Future efforts by German government ministries and agencies to adapt their regulatory policies to AI deployments in multiple sectors create an additional area for bilateral transatlantic dialogues as U.S. federal government agencies pursue similar efforts. Mainstream German political parties’ growing calls to deal with China in a more critical manner could provide new opportunities to advance bilateral AI collaboration to safeguard human rights, fundamental freedoms, privacy, and rule of law through the development of common ethical and regulatory standards. These engagements between Washington and Berlin could serve as a blueprint for productive transatlantic AI cooperation for other EU members.

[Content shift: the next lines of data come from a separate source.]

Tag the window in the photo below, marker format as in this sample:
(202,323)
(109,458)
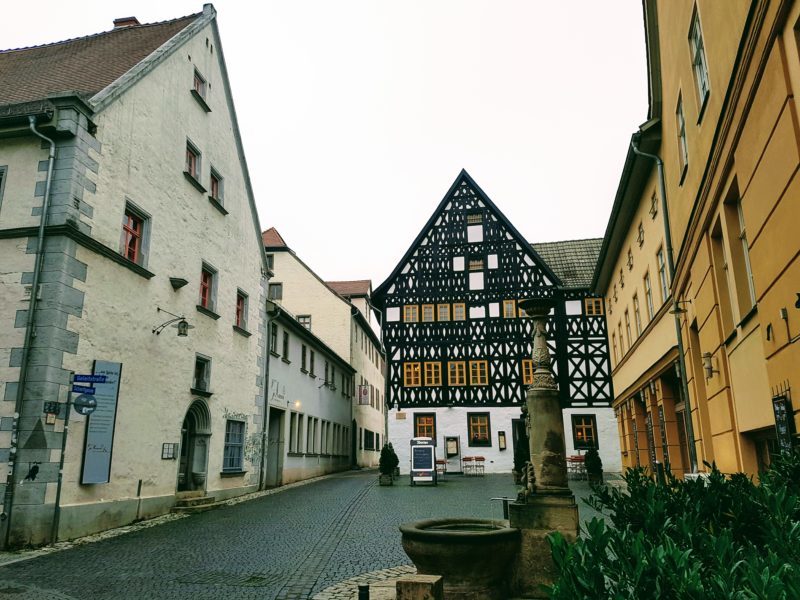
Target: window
(132,244)
(683,148)
(234,446)
(427,313)
(410,314)
(443,311)
(433,373)
(273,338)
(456,373)
(241,310)
(662,274)
(648,296)
(699,62)
(628,327)
(215,185)
(478,372)
(411,375)
(199,84)
(202,373)
(192,166)
(584,432)
(208,287)
(425,425)
(459,312)
(592,307)
(527,371)
(475,264)
(637,317)
(275,291)
(478,428)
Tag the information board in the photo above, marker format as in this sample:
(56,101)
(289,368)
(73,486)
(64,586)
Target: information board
(100,425)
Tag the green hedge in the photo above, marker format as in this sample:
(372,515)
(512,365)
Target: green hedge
(725,537)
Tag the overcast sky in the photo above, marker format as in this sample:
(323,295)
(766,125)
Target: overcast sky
(358,115)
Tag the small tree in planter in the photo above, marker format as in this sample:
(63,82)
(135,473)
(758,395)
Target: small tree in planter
(594,466)
(387,464)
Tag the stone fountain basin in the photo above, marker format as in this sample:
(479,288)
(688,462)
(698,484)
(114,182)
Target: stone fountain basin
(473,556)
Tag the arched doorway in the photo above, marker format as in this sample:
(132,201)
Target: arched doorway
(196,429)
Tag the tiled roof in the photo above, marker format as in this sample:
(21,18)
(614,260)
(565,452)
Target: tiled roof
(272,239)
(359,287)
(573,260)
(84,65)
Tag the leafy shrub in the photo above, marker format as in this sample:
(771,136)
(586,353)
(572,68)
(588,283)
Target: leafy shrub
(720,538)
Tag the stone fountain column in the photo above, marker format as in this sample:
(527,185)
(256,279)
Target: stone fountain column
(547,505)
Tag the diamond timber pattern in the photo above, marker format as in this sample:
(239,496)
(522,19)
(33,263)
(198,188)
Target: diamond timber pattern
(436,270)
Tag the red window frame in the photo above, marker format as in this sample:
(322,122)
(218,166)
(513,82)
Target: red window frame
(132,229)
(240,311)
(206,281)
(191,161)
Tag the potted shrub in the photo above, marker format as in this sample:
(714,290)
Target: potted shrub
(594,467)
(387,463)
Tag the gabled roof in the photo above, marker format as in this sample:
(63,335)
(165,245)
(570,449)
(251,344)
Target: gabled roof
(463,176)
(360,287)
(573,261)
(84,65)
(272,239)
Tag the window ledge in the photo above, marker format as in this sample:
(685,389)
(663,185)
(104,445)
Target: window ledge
(200,100)
(193,180)
(217,204)
(241,331)
(232,473)
(207,311)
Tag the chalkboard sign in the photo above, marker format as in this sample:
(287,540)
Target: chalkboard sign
(784,422)
(422,458)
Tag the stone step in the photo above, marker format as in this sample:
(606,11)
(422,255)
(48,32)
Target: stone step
(196,508)
(195,501)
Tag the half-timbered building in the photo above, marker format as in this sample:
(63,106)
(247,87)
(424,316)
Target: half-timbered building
(458,346)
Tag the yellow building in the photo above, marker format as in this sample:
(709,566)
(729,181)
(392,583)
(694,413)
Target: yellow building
(723,77)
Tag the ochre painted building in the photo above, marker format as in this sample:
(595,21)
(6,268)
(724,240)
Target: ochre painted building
(724,118)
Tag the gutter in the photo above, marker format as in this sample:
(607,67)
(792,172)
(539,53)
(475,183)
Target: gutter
(8,501)
(676,310)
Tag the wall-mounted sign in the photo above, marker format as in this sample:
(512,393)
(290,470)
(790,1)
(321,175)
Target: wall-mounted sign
(99,442)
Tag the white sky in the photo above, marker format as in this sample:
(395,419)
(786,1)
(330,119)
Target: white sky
(358,115)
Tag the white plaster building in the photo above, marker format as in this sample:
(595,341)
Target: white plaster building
(142,214)
(339,314)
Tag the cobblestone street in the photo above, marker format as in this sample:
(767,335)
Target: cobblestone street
(294,543)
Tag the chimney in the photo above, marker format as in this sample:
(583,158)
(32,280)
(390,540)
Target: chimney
(125,22)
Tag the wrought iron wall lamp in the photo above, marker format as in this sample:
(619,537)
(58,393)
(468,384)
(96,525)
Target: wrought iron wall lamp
(180,323)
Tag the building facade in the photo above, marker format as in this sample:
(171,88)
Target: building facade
(458,347)
(99,256)
(336,319)
(723,87)
(309,400)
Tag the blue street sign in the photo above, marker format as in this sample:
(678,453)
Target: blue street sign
(89,379)
(82,389)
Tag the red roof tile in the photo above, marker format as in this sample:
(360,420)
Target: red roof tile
(84,65)
(272,239)
(360,287)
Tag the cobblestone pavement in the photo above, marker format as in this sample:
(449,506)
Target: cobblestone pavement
(283,546)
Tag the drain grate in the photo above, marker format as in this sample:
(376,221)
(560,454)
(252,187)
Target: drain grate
(231,579)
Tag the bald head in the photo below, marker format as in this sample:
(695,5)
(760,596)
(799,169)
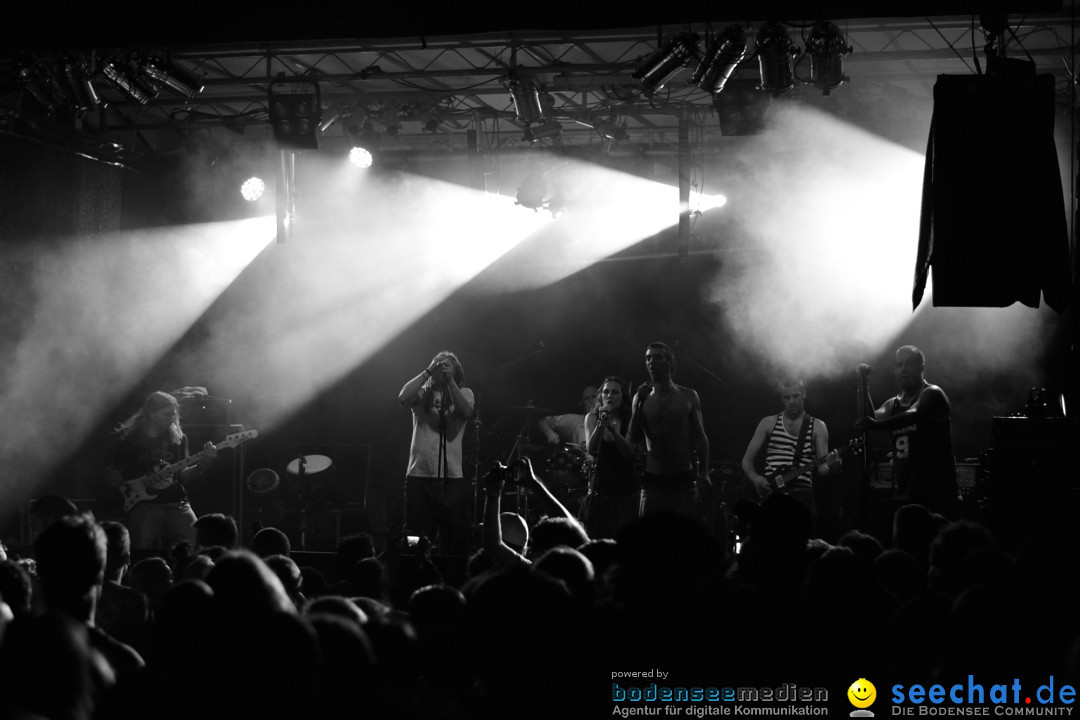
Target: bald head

Several issues deserve particular attention in implementing AI cooperation across the Atlantic. The United States and its European partners should establish a common definition of AI to set the scope of regulatory cooperation. While a risk-based approach is broadly accepted by the United States and the EU, clear identification and classification of risks as well as types of risk assessment need to be worked out through bilateral dialogues. It is also crucial to further negotiations on transatlantic data governance in order to establish a robust and coherent framework for data protection and data sharing, thus both providing legal certainty and improving data access for AI innovation in crucial sectors such as medical research and AI-enabled infrastructure. A joint AI policy repository between the United States, the EU, and individual European nations, with up-to-date information on innovation developments and regulatory experiments, such as the AI risk management framework in development at the U.S. National Institute of Standards and Technology (NIST), would help to save resources, mutually inform policy making and product designs, and potentially enhance the transferability of trustworthy, compatible AI standards and products across transatlantic jurisdictions.